In [None]:
import pandas as pd
import numpy as np
import matplotlib.pyplot as plt
import seaborn as sns

from sklearn.metrics import classification_report, confusion_matrix

import tensorflow as tf
from tensorflow import keras
from tensorflow.keras import layers, models, optimizers, callbacks
from tensorflow.keras.preprocessing.text import Tokenizer
from tensorflow.keras.preprocessing.sequence import pad_sequences

# =========================
# 1. 数据加载
# =========================

train_path = "../liar_dataset/processed_dataset/processed_train.csv"
valid_path = "../liar_dataset/processed_dataset/processed_valid.csv"
test_path  = "../liar_dataset/processed_dataset/processed_test.csv"

train_data = pd.read_csv(train_path)
valid_data = pd.read_csv(valid_path)
test_data  = pd.read_csv(test_path)

# 如果你的label是文本形式，需要先映射数字；如果已经是0~5，可跳过
label_mapping = {
    "pants-fire":   0,
    "false":        1,
    "barely-true":  2,
    "half-true":    3,
    "mostly-true":  4,
    "true":         5
}
# 应对可能是文本标签的情形
if train_data["label"].dtype == object:
    train_data["label"] = train_data["label"].map(label_mapping)
    valid_data["label"] = valid_data["label"].map(label_mapping)
    test_data["label"]  = test_data["label"].map(label_mapping)

# =========================
# 2. Tokenizer & Padding
# =========================

max_words = 5000    # 只考虑常见词
max_len   = 100     # 每条新闻句子长度上限

tokenizer = Tokenizer(num_words=max_words, oov_token="<OOV>")
tokenizer.fit_on_texts(train_data["clean_statement"])

train_seq = tokenizer.texts_to_sequences(train_data["clean_statement"])
valid_seq = tokenizer.texts_to_sequences(valid_data["clean_statement"])
test_seq  = tokenizer.texts_to_sequences(test_data["clean_statement"])

train_seq = pad_sequences(train_seq, maxlen=max_len, padding='post', truncating='post')
valid_seq = pad_sequences(valid_seq, maxlen=max_len, padding='post', truncating='post')
test_seq  = pad_sequences(test_seq, maxlen=max_len, padding='post', truncating='post')

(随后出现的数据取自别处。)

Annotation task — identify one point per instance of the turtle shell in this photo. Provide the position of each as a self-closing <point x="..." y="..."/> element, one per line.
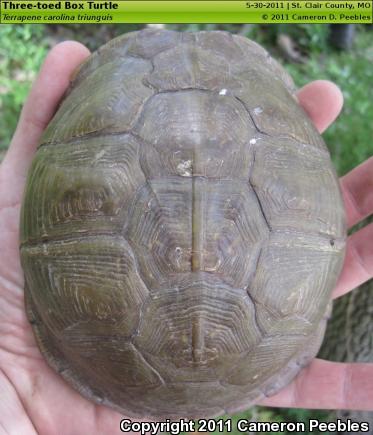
<point x="182" y="227"/>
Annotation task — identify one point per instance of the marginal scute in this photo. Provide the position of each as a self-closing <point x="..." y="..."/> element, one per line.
<point x="182" y="228"/>
<point x="293" y="274"/>
<point x="85" y="113"/>
<point x="206" y="323"/>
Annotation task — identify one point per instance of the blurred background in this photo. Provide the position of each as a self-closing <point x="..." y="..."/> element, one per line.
<point x="343" y="54"/>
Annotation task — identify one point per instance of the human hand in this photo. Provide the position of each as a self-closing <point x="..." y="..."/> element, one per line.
<point x="324" y="384"/>
<point x="35" y="400"/>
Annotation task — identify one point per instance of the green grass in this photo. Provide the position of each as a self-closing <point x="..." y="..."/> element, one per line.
<point x="349" y="139"/>
<point x="23" y="48"/>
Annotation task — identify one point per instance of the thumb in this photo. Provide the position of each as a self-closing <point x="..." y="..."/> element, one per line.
<point x="39" y="108"/>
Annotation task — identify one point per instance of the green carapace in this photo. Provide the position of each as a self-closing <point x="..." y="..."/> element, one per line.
<point x="182" y="227"/>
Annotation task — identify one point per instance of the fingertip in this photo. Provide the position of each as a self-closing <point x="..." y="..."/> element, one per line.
<point x="322" y="100"/>
<point x="46" y="92"/>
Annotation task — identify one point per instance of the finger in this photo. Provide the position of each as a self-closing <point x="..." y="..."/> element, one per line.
<point x="358" y="263"/>
<point x="322" y="100"/>
<point x="328" y="385"/>
<point x="357" y="188"/>
<point x="39" y="108"/>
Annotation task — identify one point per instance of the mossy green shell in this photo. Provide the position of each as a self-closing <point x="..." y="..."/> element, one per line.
<point x="182" y="227"/>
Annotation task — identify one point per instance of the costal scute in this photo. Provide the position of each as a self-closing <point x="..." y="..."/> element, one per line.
<point x="182" y="227"/>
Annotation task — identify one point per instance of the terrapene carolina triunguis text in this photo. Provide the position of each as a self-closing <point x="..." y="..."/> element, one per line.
<point x="182" y="227"/>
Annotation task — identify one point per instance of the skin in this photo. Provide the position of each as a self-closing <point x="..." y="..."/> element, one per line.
<point x="34" y="400"/>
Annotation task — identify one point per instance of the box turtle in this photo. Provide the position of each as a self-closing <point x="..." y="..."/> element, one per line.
<point x="182" y="227"/>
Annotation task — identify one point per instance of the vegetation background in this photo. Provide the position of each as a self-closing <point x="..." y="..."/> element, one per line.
<point x="303" y="49"/>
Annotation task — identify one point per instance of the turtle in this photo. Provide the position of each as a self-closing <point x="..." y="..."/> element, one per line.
<point x="182" y="227"/>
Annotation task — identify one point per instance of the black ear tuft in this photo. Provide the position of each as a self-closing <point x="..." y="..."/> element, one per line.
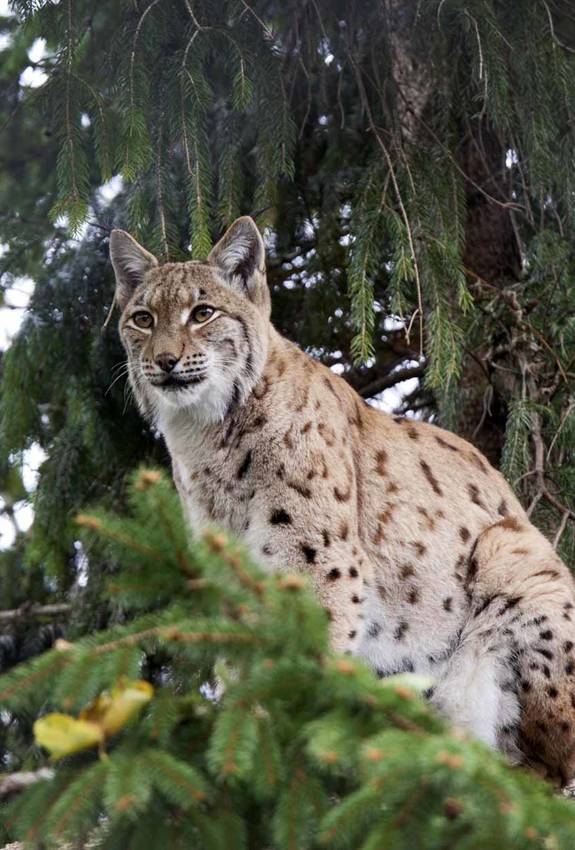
<point x="240" y="257"/>
<point x="130" y="262"/>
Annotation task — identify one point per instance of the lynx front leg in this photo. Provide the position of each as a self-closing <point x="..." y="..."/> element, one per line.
<point x="338" y="568"/>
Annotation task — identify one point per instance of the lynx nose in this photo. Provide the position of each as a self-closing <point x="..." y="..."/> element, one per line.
<point x="166" y="361"/>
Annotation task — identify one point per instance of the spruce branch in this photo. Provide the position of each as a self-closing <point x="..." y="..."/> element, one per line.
<point x="14" y="783"/>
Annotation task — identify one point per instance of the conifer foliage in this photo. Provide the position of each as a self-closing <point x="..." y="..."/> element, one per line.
<point x="298" y="750"/>
<point x="411" y="164"/>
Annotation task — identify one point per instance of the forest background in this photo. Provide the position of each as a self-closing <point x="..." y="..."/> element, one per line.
<point x="411" y="165"/>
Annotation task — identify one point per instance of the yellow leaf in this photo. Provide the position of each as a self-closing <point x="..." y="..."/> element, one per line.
<point x="111" y="711"/>
<point x="62" y="735"/>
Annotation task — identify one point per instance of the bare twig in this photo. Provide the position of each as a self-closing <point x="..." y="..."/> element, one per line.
<point x="380" y="384"/>
<point x="28" y="611"/>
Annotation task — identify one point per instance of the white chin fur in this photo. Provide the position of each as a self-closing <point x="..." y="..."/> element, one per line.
<point x="207" y="402"/>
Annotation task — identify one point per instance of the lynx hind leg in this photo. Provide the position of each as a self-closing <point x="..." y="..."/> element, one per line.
<point x="340" y="578"/>
<point x="522" y="599"/>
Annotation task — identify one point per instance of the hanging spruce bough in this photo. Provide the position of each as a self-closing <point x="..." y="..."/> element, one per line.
<point x="302" y="750"/>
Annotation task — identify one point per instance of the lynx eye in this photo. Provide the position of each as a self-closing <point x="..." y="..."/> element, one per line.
<point x="202" y="314"/>
<point x="143" y="320"/>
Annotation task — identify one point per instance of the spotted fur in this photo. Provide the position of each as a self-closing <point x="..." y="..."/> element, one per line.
<point x="418" y="549"/>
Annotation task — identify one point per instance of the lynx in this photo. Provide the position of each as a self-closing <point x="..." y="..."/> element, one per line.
<point x="417" y="548"/>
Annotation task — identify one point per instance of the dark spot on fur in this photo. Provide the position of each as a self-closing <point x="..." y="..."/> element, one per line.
<point x="342" y="496"/>
<point x="280" y="517"/>
<point x="400" y="631"/>
<point x="445" y="444"/>
<point x="299" y="488"/>
<point x="381" y="460"/>
<point x="309" y="553"/>
<point x="511" y="603"/>
<point x="510" y="523"/>
<point x="472" y="568"/>
<point x="546" y="653"/>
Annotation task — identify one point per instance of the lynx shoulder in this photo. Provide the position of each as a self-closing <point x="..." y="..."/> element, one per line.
<point x="415" y="545"/>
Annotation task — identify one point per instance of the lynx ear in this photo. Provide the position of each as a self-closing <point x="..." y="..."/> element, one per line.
<point x="240" y="257"/>
<point x="130" y="262"/>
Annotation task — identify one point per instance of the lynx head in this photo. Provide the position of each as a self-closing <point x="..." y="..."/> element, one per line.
<point x="196" y="333"/>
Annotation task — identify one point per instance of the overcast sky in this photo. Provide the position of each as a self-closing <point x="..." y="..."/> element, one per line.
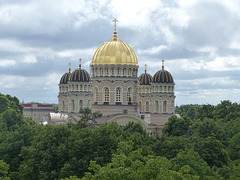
<point x="199" y="40"/>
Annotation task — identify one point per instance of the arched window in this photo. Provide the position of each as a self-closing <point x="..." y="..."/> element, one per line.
<point x="172" y="107"/>
<point x="106" y="72"/>
<point x="147" y="106"/>
<point x="118" y="72"/>
<point x="165" y="107"/>
<point x="80" y="104"/>
<point x="89" y="103"/>
<point x="63" y="106"/>
<point x="95" y="95"/>
<point x="118" y="94"/>
<point x="156" y="106"/>
<point x="140" y="106"/>
<point x="112" y="71"/>
<point x="72" y="106"/>
<point x="129" y="95"/>
<point x="106" y="94"/>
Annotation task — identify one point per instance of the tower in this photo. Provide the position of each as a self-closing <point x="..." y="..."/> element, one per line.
<point x="114" y="76"/>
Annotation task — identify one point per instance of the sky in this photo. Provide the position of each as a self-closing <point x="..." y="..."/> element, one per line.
<point x="198" y="39"/>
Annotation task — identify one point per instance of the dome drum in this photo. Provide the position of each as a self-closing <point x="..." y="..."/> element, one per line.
<point x="79" y="75"/>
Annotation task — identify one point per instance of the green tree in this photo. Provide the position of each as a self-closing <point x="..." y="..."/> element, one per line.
<point x="3" y="170"/>
<point x="205" y="111"/>
<point x="88" y="118"/>
<point x="188" y="110"/>
<point x="177" y="126"/>
<point x="197" y="166"/>
<point x="212" y="151"/>
<point x="207" y="127"/>
<point x="128" y="164"/>
<point x="234" y="147"/>
<point x="170" y="146"/>
<point x="4" y="103"/>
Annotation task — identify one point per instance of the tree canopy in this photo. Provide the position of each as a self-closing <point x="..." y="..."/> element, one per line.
<point x="202" y="144"/>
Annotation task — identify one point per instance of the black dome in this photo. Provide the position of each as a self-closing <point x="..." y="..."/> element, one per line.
<point x="65" y="77"/>
<point x="79" y="75"/>
<point x="163" y="76"/>
<point x="145" y="79"/>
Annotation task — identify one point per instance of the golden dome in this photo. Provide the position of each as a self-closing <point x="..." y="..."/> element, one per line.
<point x="114" y="51"/>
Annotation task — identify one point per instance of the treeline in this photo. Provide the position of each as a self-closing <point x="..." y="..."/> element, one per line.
<point x="203" y="144"/>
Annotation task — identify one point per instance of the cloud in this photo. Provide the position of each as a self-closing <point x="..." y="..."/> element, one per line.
<point x="29" y="59"/>
<point x="7" y="63"/>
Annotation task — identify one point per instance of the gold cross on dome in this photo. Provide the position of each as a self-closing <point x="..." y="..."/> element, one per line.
<point x="115" y="24"/>
<point x="80" y="62"/>
<point x="69" y="67"/>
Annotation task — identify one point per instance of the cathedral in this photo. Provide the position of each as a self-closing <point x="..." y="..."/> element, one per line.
<point x="115" y="89"/>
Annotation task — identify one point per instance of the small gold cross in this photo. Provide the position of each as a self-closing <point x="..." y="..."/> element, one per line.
<point x="115" y="24"/>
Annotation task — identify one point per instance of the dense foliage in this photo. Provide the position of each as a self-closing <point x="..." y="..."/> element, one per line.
<point x="203" y="144"/>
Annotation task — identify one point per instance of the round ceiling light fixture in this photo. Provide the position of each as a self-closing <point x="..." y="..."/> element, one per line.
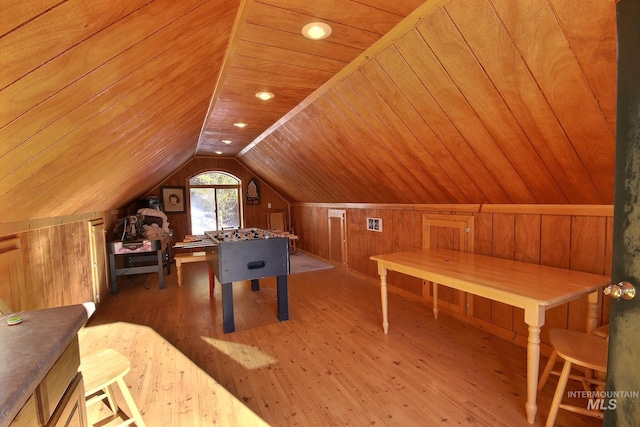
<point x="265" y="96"/>
<point x="316" y="31"/>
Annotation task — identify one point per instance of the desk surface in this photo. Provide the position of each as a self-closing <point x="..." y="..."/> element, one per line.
<point x="533" y="287"/>
<point x="30" y="349"/>
<point x="511" y="282"/>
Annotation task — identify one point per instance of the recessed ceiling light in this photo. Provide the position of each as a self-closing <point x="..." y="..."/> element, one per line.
<point x="265" y="96"/>
<point x="316" y="31"/>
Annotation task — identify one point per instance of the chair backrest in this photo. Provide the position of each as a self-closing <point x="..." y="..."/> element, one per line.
<point x="276" y="221"/>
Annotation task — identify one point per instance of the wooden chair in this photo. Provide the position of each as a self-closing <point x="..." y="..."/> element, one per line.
<point x="4" y="308"/>
<point x="575" y="348"/>
<point x="101" y="370"/>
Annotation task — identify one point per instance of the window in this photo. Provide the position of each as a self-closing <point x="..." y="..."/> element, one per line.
<point x="214" y="201"/>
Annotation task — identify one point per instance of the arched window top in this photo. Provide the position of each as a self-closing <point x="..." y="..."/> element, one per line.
<point x="214" y="178"/>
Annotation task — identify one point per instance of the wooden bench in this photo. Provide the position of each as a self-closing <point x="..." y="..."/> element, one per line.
<point x="194" y="257"/>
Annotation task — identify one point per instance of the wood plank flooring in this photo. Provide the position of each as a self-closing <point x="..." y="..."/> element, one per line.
<point x="329" y="365"/>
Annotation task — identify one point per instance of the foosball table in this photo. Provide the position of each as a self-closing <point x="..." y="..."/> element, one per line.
<point x="249" y="254"/>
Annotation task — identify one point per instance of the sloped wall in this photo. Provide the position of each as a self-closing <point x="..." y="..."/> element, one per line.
<point x="565" y="236"/>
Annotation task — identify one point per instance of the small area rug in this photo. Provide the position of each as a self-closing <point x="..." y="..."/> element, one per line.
<point x="301" y="263"/>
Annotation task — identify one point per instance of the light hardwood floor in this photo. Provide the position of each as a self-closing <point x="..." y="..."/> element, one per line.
<point x="329" y="365"/>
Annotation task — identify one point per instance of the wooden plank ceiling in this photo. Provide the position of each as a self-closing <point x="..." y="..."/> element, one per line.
<point x="464" y="101"/>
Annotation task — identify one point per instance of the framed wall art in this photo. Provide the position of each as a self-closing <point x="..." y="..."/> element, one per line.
<point x="253" y="192"/>
<point x="173" y="199"/>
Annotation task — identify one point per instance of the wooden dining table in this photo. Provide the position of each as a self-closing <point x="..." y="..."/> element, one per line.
<point x="532" y="287"/>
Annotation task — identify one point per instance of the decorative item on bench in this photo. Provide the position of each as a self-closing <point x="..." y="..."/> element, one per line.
<point x="131" y="227"/>
<point x="145" y="239"/>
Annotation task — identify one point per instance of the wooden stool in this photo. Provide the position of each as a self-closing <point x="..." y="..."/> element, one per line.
<point x="100" y="371"/>
<point x="194" y="257"/>
<point x="576" y="348"/>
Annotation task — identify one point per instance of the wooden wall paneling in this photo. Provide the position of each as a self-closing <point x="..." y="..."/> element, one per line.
<point x="527" y="238"/>
<point x="118" y="73"/>
<point x="344" y="140"/>
<point x="588" y="248"/>
<point x="14" y="14"/>
<point x="11" y="274"/>
<point x="555" y="247"/>
<point x="357" y="240"/>
<point x="98" y="263"/>
<point x="403" y="231"/>
<point x="351" y="137"/>
<point x="328" y="162"/>
<point x="405" y="124"/>
<point x="433" y="76"/>
<point x="527" y="249"/>
<point x="369" y="127"/>
<point x="562" y="80"/>
<point x="580" y="23"/>
<point x="376" y="113"/>
<point x="488" y="105"/>
<point x="508" y="72"/>
<point x="55" y="32"/>
<point x="86" y="160"/>
<point x="483" y="230"/>
<point x="322" y="232"/>
<point x="503" y="239"/>
<point x="420" y="119"/>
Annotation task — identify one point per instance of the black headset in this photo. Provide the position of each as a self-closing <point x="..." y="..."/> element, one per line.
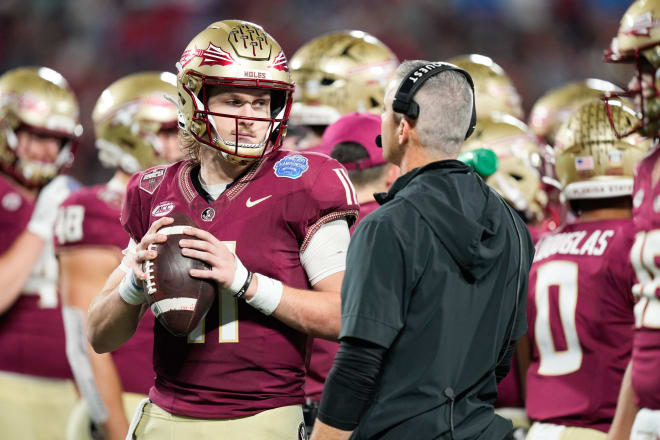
<point x="413" y="81"/>
<point x="404" y="102"/>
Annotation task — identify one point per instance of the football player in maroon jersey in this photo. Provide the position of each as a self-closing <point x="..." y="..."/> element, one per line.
<point x="580" y="306"/>
<point x="39" y="130"/>
<point x="135" y="125"/>
<point x="281" y="216"/>
<point x="637" y="42"/>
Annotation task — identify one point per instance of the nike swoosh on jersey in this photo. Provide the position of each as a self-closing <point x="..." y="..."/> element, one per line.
<point x="250" y="203"/>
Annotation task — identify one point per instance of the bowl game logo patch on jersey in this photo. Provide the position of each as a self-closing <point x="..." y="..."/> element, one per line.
<point x="291" y="167"/>
<point x="151" y="179"/>
<point x="208" y="214"/>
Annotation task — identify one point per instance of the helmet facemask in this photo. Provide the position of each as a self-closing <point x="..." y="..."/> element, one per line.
<point x="204" y="126"/>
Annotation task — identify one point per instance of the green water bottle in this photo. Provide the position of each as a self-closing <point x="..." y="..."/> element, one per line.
<point x="483" y="160"/>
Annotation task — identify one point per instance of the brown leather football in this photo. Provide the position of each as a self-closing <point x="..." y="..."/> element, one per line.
<point x="178" y="300"/>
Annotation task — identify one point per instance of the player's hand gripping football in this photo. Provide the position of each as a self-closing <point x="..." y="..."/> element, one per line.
<point x="135" y="260"/>
<point x="204" y="246"/>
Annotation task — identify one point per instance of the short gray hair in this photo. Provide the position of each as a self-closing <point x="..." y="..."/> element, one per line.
<point x="445" y="108"/>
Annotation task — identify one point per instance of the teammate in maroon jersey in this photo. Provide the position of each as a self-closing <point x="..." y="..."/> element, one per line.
<point x="637" y="42"/>
<point x="38" y="134"/>
<point x="580" y="306"/>
<point x="281" y="216"/>
<point x="135" y="126"/>
<point x="351" y="141"/>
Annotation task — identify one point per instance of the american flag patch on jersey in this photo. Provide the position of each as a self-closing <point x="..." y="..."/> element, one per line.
<point x="584" y="163"/>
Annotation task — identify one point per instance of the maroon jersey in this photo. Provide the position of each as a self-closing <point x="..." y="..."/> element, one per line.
<point x="90" y="217"/>
<point x="31" y="331"/>
<point x="580" y="312"/>
<point x="645" y="258"/>
<point x="239" y="361"/>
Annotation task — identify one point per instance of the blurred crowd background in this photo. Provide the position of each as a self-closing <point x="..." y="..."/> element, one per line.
<point x="540" y="43"/>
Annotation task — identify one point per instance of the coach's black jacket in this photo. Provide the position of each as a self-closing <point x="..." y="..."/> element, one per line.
<point x="432" y="277"/>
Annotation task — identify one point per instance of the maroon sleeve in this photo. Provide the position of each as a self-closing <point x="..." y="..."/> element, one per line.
<point x="132" y="218"/>
<point x="15" y="213"/>
<point x="329" y="195"/>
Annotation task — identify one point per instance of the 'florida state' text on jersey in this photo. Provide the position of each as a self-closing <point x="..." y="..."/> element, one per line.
<point x="31" y="331"/>
<point x="90" y="217"/>
<point x="645" y="258"/>
<point x="240" y="362"/>
<point x="580" y="313"/>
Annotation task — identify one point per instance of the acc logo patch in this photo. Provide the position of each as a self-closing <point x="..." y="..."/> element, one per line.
<point x="12" y="201"/>
<point x="162" y="209"/>
<point x="152" y="179"/>
<point x="291" y="167"/>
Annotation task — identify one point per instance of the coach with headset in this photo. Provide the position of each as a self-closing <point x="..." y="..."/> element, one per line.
<point x="435" y="289"/>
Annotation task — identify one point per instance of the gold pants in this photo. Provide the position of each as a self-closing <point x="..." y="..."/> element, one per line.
<point x="78" y="424"/>
<point x="549" y="431"/>
<point x="285" y="423"/>
<point x="34" y="408"/>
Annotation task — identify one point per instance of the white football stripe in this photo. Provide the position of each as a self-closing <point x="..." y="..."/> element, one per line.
<point x="169" y="304"/>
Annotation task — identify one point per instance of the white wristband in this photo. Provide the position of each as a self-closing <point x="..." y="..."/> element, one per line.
<point x="268" y="295"/>
<point x="240" y="275"/>
<point x="130" y="292"/>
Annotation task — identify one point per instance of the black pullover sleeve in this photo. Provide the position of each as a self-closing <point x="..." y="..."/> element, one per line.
<point x="351" y="383"/>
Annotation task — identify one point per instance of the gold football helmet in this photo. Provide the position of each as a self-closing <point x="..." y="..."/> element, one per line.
<point x="238" y="54"/>
<point x="128" y="117"/>
<point x="637" y="42"/>
<point x="551" y="110"/>
<point x="591" y="161"/>
<point x="517" y="178"/>
<point x="340" y="73"/>
<point x="493" y="89"/>
<point x="39" y="99"/>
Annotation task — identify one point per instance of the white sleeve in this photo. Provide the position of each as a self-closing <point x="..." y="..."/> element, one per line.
<point x="326" y="252"/>
<point x="130" y="249"/>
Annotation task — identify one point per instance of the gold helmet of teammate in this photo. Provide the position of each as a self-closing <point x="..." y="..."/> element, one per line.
<point x="238" y="54"/>
<point x="637" y="42"/>
<point x="591" y="161"/>
<point x="517" y="178"/>
<point x="340" y="73"/>
<point x="552" y="109"/>
<point x="128" y="117"/>
<point x="40" y="100"/>
<point x="493" y="89"/>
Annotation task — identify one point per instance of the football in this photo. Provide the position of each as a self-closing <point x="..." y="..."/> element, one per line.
<point x="178" y="300"/>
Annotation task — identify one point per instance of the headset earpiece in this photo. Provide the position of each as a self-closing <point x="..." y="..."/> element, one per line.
<point x="403" y="99"/>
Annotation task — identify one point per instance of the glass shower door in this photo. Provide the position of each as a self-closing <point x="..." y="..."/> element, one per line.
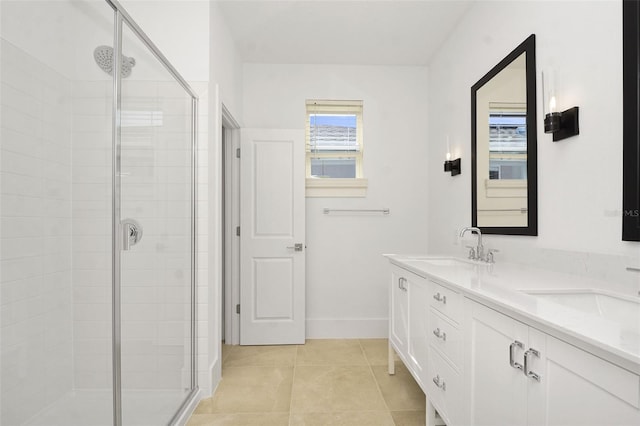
<point x="157" y="223"/>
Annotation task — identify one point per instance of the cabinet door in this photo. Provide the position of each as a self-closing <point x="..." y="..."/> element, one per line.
<point x="399" y="313"/>
<point x="497" y="392"/>
<point x="417" y="341"/>
<point x="577" y="388"/>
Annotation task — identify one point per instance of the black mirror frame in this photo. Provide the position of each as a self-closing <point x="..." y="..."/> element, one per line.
<point x="631" y="119"/>
<point x="529" y="47"/>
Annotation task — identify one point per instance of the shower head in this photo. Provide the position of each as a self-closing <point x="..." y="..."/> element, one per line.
<point x="104" y="58"/>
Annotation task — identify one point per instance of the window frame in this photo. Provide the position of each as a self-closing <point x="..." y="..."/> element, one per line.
<point x="335" y="187"/>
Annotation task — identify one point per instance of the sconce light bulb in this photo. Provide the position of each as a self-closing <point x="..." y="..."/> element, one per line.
<point x="552" y="104"/>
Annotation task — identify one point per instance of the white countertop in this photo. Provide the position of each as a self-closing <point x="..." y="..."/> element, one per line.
<point x="500" y="286"/>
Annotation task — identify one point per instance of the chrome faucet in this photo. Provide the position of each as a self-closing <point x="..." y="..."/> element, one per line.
<point x="478" y="253"/>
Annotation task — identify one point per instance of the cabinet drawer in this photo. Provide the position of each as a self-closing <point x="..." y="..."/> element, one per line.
<point x="449" y="341"/>
<point x="446" y="301"/>
<point x="444" y="387"/>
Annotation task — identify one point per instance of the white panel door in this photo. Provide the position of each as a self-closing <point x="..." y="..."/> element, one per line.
<point x="272" y="224"/>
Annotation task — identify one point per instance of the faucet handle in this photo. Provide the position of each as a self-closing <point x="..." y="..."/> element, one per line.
<point x="472" y="252"/>
<point x="490" y="252"/>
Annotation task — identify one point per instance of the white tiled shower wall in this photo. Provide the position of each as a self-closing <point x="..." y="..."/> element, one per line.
<point x="56" y="239"/>
<point x="156" y="166"/>
<point x="36" y="266"/>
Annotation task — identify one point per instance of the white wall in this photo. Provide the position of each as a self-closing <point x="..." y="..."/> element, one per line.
<point x="346" y="275"/>
<point x="180" y="29"/>
<point x="225" y="89"/>
<point x="580" y="179"/>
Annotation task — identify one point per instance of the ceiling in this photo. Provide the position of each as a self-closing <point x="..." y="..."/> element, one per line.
<point x="362" y="32"/>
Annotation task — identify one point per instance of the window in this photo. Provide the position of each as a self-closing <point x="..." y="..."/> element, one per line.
<point x="507" y="145"/>
<point x="334" y="148"/>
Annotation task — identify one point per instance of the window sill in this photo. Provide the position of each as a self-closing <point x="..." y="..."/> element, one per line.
<point x="326" y="187"/>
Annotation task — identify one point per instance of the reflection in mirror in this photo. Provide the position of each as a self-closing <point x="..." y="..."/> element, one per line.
<point x="504" y="146"/>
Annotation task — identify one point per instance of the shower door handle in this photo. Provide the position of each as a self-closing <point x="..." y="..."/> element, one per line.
<point x="131" y="233"/>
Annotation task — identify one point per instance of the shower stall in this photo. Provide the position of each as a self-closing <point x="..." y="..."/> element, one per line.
<point x="97" y="208"/>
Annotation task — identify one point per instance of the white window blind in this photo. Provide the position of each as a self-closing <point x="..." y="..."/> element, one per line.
<point x="334" y="139"/>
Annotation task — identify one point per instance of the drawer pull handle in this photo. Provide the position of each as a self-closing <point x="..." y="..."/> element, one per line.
<point x="527" y="362"/>
<point x="439" y="382"/>
<point x="512" y="349"/>
<point x="440" y="334"/>
<point x="440" y="298"/>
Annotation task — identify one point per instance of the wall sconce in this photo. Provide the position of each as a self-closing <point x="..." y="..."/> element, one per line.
<point x="450" y="165"/>
<point x="561" y="124"/>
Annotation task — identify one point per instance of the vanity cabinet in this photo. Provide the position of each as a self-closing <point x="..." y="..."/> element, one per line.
<point x="408" y="322"/>
<point x="517" y="375"/>
<point x="444" y="361"/>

train_labels = train_data["label"].values
valid_labels = valid_data["label"].values
test_labels  = test_data["label"].values

# =========================
# 3. 构建 LSTM 模型（6分类）
# =========================
model_6class = models.Sequential([
    layers.Embedding(input_dim=max_words, output_dim=128),
    layers.Bidirectional(layers.LSTM(128, return_sequences=False)),
    layers.Dropout(0.5),
    layers.BatchNormalization(),
    layers.Dense(128, activation='relu'),
    layers.Dropout(0.3),
    layers.Dense(6, activation='softmax')  # 对应6分类
])

model_6class.compile(
    optimizer=optimizers.Adam(learning_rate=1e-3),
    loss='sparse_categorical_crossentropy',
    metrics=['accuracy']
)

# =========================
# 4. 模型训练
# =========================
early_stop = callbacks.EarlyStopping(monitor='val_loss', patience=4, restore_best_weights=True)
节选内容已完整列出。